One of Uber's biggest competitors in Cambodia is Exnet, a local online cab service that started operations in June last year with an aim to provide better services at cheaper rates to its customers. Exnet currently has around 1,000 drivers in the Phnom Penh.

"The competition is growing in terms of quantity but not so much in terms of quality,” Exnet head Daluch Hor told DW, explaining the reason behind launching the service.

Daluch says competition from international companies is a positive sign. "If we maintain the quality of our service, our clients will continue to use Exnet," he said.

"We are a local company and most of our clients support local businesses. We are not worried about competition."

An evolving market

Chan Sophal, director of the Center for Policy Studies think tank, says Cambodian society is changing rapidly and that he expects more young people to switch to ride-hailing apps. This is likely to impact private taxi owners and rickshaw drivers negatively in the years to come.

Prior to the arrival of these apps, most tuk tuk drivers in Phnom Penh were able to make a decent living. But now a ride in comfortable cars comes for almost the same fare as colorful but uncomfortable tuk tuks.

Many tuk tuk drivers complain it is getting tougher for them to do business in Cambodia. And the arrival of Uber is likely to increase their problems.

Keo Peourn of the Independent Democracy of Informal Economy Association (IDEA), Cambodia's largest association of tuk tuk drivers, told DW that some IDEA members were trying to adapt to the new situation by using smartphone apps and smaller vehicles to save fuel expenses.

Still, many drivers are concerned about their future.

"There are days when some tuk tuk drivers have no customer at all. And now that the fares are plummeting, many of our members no longer earn enough money," Keo said.
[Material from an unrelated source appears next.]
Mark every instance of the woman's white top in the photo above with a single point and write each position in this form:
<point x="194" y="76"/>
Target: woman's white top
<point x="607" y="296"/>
In contrast to the taxi markets of its neighboring countries Vietnam and Thailand, Cambodia's market is unorganized and has no standard rates. Sophal says the government should do more to organize the country's transport sector.

"It should be regulated to ensure a fair competition," he said.

But for now the competition is expected to increase. Uber has announced it is planning to bring new technology to Cambodia "so that people can get a safe, affordable ride at the press of a button, and drivers can get access to the economic opportunities," according to a spokesperson for the company.

Uber's operations in other parts of the world have prompted taxi drivers to launch protests. Cambodia could see a similar situation soon.